2. The regime of passive improvement

It is the regime that allows for the temporary export of goods that
are found in free circulation within the national customs territory in order to subject them to
the foreigner a transformation, or a repair and then to re-import them in
partial or total exemption from duties and taxes.

The obtaining of the passive improvement regime is subject to an operation of


customs director, the customs administration sets the deadline for each case
passive improvement which can be extended for reasons deemed valid.

Compensatory products can be imported in one or more shipments. The


temporarily exported for passive improvement, if they are returned in condition
may benefit from an exemption from duties and taxes.

The settlement
It can be obtained either:

By the re-exportation of products exported temporarily for the


passive improvement
Under the change of customs regime (final product)
When re-importing, one is required to pay duties and taxes on the value added.
that obtained the MPs abroad.............. or these MPs are exported, have been transformed or
repaired free of charge abroad they can benefit from a total exemption of
rights and taxes.

3. The drawback regime

The draw-back regime refers to the customs regime that allows during
the export or import of goods to obtain a full refund or
partial rights and taxes on imports that have affected either these goods or the
products contained in the exported goods.

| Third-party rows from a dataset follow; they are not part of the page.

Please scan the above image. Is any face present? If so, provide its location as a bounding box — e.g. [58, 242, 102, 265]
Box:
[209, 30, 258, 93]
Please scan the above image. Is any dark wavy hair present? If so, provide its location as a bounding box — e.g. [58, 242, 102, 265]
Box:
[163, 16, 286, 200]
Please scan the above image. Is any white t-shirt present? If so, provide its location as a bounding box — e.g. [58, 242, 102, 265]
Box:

The drawback is the amount of duties and taxes on imports refunded to


the application of the drawback system.

Goods may only remain in the territory within the time limits set by
the customs administration. These deadlines can be extended based on the reasons
assessed as valid.

The draw-back is paid as soon as possible after the elements of the request have been
They have been verified. It can also be paid when clearing customs storage.
merchandise or upon their entry into a free zone provided that they
are intended to be exported later.

4. The customs transformation regime

Customs transformation refers to goods for consumption in


application of which imported goods may undergo before being put to
consumption a transformation. This is the case of the regime that benefits the factories
of packaging......... that pay an amount of duties and taxes lower than that which they
they should have paid if they were importing already assembled machines.

This amounts to heavily taxing more elaborated or finished goods than those
semi-finished products. This is how manufacturers tend to set up factories for
assembly of consumer products.

For these products to be put on the market, this requires permission from
the customs, i.e., the payment of duties and taxes.
Conclusion :

The regimes allow for the importation of goods exempt from duties.
and taxes. After processing, the products are made available for consumption in exchange for payment of
rights and taxes attached to them.

5. The return regime:

Allows public works companies to go out to carry out the work at


the foreigner with equipment that returns after use abroad exempt from customs duties,
VAT and other taxes. The refund can be anticipated from the start.